The Academy membership is very old, white and male. Thus, their discomfort in rewarding movies that are not primarily concerned with white people and their feelings (Creed, Straight Outta Compton) is not surprising, and the coming procedure changes should help to increase the number of voting members who are not threatened by such movies. 2016 might be a break of sorts. The Nat Turner biopic Birth of a Nation sold for a record $17.5 million at Sundance; Kendrick’s To Pimp A Butterfly will hopefully win a full slate of Grammies; Don Cheadle’s Miles Ahead (a semi-fictional look at Miles during his pretty intense coke-and-sex-addicted late ‘70s sabbatical) is released in April; Ryan Coogler is doing The Black Panther with a mainly black cast. I also think everyone realizes (even if they think otherwise) is that there’s been a legion of movies with white people about universal experiences and that by simply adding more color to the cast ipso facto makes the movie potentially more interesting. If there’s an indie movie about a white dysfunctional family struggling with a sudden suicide, it better be Kenneth Lonergan-level or else the only way I’m watching it is if I have food poisoning in a hotel. However, replace the cast with an underrepresented minority and by the very nature of its newness, it’s elevated.


For so long diversity in movies often meant a glum, didactic history lesson that wasn’t particularly fun to watch and seemed vaguely embarrassing to make; some tremulous white savior (always Matthew Modine, even when it was Sam Waterston or Kevin Kline, it was Matthew Modine) helping a pure, gentle, ethnic saint. What movies like Creed and Straight Outta Compton illustrateand including less-seen crowd-pleasers like Dope and Beyond the Lights—is that it all gets a lot breezier and more entertaining when people of color can just make movies, instead of having some messianic French dude make epics about terrible historical tragedies (the white savior flush of Roland Joffé’s The Killing Fields, The Mission, and City of Joy is unbeatable; don’t even try to step Edward Zwick!).

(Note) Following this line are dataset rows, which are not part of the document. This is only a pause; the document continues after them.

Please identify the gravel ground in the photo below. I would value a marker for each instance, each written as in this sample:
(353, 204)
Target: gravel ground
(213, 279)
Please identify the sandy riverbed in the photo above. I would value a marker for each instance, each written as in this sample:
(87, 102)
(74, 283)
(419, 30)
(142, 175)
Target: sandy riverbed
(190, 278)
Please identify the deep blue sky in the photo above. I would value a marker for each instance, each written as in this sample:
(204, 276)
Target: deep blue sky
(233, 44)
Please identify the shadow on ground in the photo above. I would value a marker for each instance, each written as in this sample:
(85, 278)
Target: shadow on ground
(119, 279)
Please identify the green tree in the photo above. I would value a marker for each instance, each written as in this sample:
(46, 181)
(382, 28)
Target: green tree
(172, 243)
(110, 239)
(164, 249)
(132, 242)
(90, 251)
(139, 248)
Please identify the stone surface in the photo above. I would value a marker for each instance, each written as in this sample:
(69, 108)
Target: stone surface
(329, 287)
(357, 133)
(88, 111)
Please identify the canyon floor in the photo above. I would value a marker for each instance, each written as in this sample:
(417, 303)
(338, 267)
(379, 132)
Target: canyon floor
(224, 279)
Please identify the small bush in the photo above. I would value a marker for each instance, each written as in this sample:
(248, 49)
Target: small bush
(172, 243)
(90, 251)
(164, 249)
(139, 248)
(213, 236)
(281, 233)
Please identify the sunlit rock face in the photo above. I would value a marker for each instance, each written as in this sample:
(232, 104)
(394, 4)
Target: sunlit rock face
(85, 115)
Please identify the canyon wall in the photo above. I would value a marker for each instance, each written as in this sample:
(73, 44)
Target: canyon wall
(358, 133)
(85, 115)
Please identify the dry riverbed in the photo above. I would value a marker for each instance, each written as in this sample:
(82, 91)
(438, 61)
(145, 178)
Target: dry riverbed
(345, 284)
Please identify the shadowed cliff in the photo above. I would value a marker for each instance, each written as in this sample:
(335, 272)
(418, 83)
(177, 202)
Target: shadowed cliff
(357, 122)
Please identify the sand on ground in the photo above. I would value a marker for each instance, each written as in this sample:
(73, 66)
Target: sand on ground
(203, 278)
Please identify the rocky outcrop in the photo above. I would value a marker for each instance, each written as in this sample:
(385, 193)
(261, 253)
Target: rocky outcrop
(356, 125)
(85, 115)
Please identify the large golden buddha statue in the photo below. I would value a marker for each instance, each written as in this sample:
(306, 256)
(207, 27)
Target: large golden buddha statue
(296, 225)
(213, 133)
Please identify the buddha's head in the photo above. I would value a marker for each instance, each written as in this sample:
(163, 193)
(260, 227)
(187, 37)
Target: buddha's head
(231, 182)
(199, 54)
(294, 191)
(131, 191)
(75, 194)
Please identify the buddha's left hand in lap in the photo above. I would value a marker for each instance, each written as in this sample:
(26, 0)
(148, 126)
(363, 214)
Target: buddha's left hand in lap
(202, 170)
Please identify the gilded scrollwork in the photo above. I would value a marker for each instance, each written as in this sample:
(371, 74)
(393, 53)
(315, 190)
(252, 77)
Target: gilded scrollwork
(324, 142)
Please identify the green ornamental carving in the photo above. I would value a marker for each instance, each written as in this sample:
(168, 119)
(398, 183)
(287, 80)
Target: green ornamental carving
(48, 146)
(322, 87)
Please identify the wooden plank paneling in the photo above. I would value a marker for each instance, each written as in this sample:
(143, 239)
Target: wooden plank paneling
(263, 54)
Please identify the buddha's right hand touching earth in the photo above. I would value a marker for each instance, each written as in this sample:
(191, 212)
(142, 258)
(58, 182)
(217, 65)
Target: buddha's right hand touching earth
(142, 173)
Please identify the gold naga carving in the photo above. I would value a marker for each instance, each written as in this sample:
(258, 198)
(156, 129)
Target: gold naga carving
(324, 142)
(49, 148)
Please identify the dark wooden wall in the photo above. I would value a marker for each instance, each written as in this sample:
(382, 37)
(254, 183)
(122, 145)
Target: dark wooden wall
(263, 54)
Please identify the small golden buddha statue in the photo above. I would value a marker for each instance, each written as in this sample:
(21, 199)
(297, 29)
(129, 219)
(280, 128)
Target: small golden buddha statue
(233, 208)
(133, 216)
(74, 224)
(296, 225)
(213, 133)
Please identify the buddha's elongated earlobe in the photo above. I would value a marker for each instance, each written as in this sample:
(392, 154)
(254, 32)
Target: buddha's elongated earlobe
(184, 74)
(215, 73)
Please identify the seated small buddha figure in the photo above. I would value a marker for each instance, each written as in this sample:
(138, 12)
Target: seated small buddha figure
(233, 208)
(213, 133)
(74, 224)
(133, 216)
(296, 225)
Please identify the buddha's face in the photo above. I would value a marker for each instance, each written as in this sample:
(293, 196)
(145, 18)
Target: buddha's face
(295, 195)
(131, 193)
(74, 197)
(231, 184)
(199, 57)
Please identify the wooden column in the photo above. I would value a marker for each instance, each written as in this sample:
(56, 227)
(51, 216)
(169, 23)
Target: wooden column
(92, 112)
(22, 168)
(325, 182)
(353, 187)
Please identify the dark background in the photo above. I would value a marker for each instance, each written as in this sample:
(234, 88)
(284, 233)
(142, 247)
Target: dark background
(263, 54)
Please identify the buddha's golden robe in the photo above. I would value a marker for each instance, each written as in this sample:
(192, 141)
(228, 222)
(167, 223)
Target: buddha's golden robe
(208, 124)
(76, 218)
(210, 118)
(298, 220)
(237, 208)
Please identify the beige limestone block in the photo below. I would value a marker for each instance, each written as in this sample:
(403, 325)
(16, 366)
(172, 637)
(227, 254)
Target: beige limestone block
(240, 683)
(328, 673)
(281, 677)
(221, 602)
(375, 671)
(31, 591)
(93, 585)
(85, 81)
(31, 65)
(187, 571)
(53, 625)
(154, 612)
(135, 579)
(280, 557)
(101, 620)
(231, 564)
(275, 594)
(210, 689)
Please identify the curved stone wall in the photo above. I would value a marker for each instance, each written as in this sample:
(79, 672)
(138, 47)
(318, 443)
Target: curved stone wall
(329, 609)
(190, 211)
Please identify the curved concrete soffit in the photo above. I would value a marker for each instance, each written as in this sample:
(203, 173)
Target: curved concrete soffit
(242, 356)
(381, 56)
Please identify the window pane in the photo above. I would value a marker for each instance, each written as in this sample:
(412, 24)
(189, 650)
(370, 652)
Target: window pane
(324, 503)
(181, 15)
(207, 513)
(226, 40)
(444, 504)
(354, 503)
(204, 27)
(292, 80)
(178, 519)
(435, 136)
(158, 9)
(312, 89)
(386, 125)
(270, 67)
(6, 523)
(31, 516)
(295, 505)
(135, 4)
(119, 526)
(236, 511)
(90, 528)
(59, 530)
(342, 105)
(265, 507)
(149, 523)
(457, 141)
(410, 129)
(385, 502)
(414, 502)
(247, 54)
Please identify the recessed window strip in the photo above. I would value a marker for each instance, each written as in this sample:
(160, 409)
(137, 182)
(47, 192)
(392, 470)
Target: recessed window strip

So rule changes with the Academy are good, but what really must increase (and shift) is the flow of money and production. If the studios can give dutiful man-children like Colin Trevorrow and James Gunn hundreds of millions of dollars to make movies, they can give some non-white directors at least ten million. Who knows: someone might even make a black Marty and win a bunch of Oscars.


You may also like


Robert Boyd February 1, 2016 - 13:40

It’s Shoot Out the Lights, not Shoot Out the Bright Lights.

Dan February 3, 2016 - 09:09

It’s The King’s Speech, not A King’s Speech. But sadly, the Academy has gotten things wrong more often than it has gotten them right, in my opinion. And that’s just it, opinion. Awarding “Best” awards to works of art is always subjective. And with motion pictures, you have that mix of business and art — movies have to make money for filmmakers and studios to be able to make more movies — that make it even more subjective.

A bigger problem, I think, has been the campaigning for awards. Mediocre movies like The English Patient and Shakespeare in Love won Best Picture awards over more groundbreaking or emotionally affecting films like Fargo and Saving Private Ryan because of the big push for votes from the studios (i.e. Miramax and the Weinsteins). But that’s, again, just my opinion.